資料漁りから見えた、事件の一部始終は……
情報を確認するにも、通常の事件取材のように警察署に行って事件の顛末を教えてもらえるわけではない。自力で情報収集を進めるしかなかった。
取材班がまず探したのは、当時の新聞記事だ。強盗殺人のような重大事件であれば、必ず新聞に掲載されているはずだ。
向かった先は、図書館だった。古い記事でも数十分の1に縮小撮影され、マイクロフィルムに資料として保管されていた。ただ、これを見るのは気が滅入る作業だった。
マイクロフィルムは一度に3つしか借りることができなかった。これを専門の機械にセットして、該当しそうな時期の新聞をしらみつぶしに見ていく。

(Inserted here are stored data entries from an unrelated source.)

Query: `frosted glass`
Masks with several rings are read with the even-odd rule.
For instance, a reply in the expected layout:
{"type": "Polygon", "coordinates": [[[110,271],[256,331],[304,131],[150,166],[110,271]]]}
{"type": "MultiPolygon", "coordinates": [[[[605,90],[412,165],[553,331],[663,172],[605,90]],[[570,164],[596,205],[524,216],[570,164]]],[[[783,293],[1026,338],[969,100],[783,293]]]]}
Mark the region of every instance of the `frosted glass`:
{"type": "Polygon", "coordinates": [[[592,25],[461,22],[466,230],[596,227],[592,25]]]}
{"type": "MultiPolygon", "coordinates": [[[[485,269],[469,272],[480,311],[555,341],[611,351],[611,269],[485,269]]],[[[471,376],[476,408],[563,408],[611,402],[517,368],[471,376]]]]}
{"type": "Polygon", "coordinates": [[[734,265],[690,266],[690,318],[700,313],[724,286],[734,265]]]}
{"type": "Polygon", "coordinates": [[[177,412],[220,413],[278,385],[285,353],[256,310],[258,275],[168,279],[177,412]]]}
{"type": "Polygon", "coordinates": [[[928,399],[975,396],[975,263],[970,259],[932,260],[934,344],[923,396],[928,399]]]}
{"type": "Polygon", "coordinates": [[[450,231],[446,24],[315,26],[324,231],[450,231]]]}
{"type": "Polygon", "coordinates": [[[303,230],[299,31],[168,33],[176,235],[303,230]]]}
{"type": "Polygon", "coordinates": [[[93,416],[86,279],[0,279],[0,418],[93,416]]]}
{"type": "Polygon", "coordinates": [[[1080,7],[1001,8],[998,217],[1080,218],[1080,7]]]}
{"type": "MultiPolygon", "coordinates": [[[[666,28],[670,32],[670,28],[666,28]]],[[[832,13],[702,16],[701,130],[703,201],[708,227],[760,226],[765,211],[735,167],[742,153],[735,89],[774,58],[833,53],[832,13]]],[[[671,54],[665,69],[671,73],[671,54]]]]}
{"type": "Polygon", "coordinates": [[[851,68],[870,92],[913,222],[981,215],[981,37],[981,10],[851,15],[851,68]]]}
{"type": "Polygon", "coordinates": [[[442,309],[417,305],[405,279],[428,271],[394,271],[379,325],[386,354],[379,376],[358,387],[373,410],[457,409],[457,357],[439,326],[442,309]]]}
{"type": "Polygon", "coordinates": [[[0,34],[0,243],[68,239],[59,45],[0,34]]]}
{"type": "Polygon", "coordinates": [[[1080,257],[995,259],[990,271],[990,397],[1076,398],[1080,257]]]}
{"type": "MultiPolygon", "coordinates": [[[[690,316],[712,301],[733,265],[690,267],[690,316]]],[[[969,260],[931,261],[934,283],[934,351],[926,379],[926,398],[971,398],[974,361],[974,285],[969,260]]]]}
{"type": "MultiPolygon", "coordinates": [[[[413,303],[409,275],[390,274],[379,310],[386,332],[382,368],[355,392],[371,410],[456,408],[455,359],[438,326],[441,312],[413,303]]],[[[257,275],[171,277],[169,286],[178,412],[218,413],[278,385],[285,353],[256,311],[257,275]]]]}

機械を読み進めるには、手作業で機械のハンドルを回し、読み取りフィルターに映る画面を1つひとつ見る必要がある。
フィルムの年代は検索できるが、記事のキーワードを検索することは難しく、検索できても肝心のフィルムが見つからない場合が多かった。関連しそうな記事を見つけては、その都度、図書館内のパソコンのシステム上に保存し、コピーを取りに行く。そしてまた新しいフィルムを借りる。この繰り返しだった。
初めての作業に戸惑ったが、数時間見ていると徐々に慣れてきた。そんなとき、大きな見出しを発見した。

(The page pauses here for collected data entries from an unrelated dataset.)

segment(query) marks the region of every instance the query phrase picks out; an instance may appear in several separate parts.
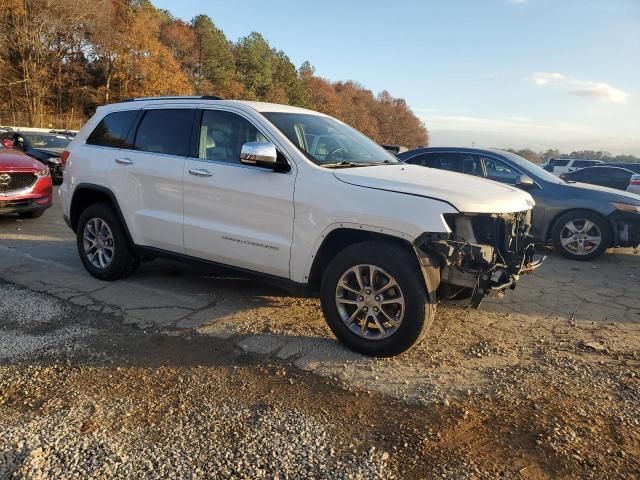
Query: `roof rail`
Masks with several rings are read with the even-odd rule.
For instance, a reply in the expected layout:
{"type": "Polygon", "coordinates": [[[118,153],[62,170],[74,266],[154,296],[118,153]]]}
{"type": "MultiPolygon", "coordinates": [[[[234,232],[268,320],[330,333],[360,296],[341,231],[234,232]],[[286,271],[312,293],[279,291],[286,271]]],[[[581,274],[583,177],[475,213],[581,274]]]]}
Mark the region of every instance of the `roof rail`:
{"type": "Polygon", "coordinates": [[[200,96],[168,96],[168,97],[140,97],[140,98],[127,98],[121,100],[120,103],[125,102],[140,102],[144,100],[222,100],[222,97],[216,97],[215,95],[200,95],[200,96]]]}

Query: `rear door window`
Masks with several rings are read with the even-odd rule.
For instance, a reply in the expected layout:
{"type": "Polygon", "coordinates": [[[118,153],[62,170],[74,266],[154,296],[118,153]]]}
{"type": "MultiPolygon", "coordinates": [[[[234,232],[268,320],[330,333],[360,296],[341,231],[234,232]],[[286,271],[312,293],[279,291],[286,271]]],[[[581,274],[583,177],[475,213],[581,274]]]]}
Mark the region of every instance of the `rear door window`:
{"type": "Polygon", "coordinates": [[[423,167],[449,170],[450,172],[466,173],[482,177],[482,162],[477,155],[469,153],[428,153],[412,158],[408,163],[423,167]]]}
{"type": "Polygon", "coordinates": [[[596,165],[598,162],[594,162],[593,160],[575,160],[571,165],[572,168],[584,168],[584,167],[592,167],[596,165]]]}
{"type": "Polygon", "coordinates": [[[101,147],[131,148],[127,143],[127,136],[138,112],[138,110],[127,110],[109,113],[96,125],[86,143],[101,147]]]}
{"type": "Polygon", "coordinates": [[[186,157],[191,140],[194,110],[147,110],[140,121],[134,149],[186,157]]]}

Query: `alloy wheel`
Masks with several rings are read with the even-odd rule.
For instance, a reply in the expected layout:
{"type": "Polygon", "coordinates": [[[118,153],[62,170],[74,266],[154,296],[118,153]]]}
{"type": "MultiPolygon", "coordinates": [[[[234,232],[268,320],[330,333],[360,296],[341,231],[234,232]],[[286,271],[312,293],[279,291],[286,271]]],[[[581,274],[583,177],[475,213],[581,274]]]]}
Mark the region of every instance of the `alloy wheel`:
{"type": "Polygon", "coordinates": [[[336,307],[344,324],[367,340],[382,340],[398,331],[405,315],[400,285],[375,265],[356,265],[336,286],[336,307]]]}
{"type": "Polygon", "coordinates": [[[560,232],[560,244],[574,255],[588,255],[602,243],[598,225],[586,218],[570,220],[560,232]]]}
{"type": "Polygon", "coordinates": [[[113,233],[103,219],[92,218],[85,224],[82,244],[84,254],[91,265],[105,269],[111,264],[115,248],[113,233]]]}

「路上で人妻殺さる 売上金は無事 閉店して帰宅途中」
これだ!
ようやく見つけた記事には、ありがたいことに現場付近の地図や当時の写真も載っていた。今では使われないような「人妻」という表現が紙面に掲載されているのを見て、どこか時代を感じた。その後も地道な作業を続け、見つけた複数の記事などを総合すると、事件の次のような一部始終が見えてきた。
いきなり包丁で女性を切りつける残忍な犯行
Aには以前から盗癖があり、事件前にも繰り返し少年院に入っていた。少年院を出た後、岡山市内の更生保護施設である寺に寝泊まりしていたが、住職によれば、「Aは真面目に仕事を探す様子もなかった」という。その寺でAは1人の少年に出会う。
年の瀬、金に困っていた2人は、少年が働いている精肉店の売上金に目をつけた。売上金を持った店主の妻が夜道を帰るところを狙い、金を脅し取る計画を立てたのだ。少年は精肉店にあった包丁を持ち出し、顔が知られていないAに渡した。
犯行当日の夕刻、Aは店主の妻がいつも通る帰り道で待ち伏せ、見張り役の少年の合図を待った。彼女が当時4歳の息子を抱きかかえながら、急ぎ足で通り過ぎようとしたとき、暗がりから飛び出した。そしてAは包丁を突きつけ「早く金を出せ」と脅した。しかし、女性がすぐに応じなかったため、Aはいきなり女性の右首あたりを切りつけた。
女性が大声を上げ、子どもが泣き出したため、慌てたAはカバンに入った2万3000円の売上金を奪うことなく、その場から逃走。女性は刺し傷からの出血のため、亡くなった。子どもが泣きながら自宅に帰ってくる様子を、精肉店の店主である父親が発見した。
その夜、Aは逃走を続けていたが、岡山駅の待合室で夜を明かし、翌日、付近を学生服姿でうろついていたところ、警察官に捕らわれた。共犯者の少年は、直後は何食わぬ顔で事件のことを報道陣に語るほどだったが、Aが捕まると隠せなくなり、犯行を自供したという。
見ず知らずの女性を子どもの目の前で切りつける、残忍な犯行だった。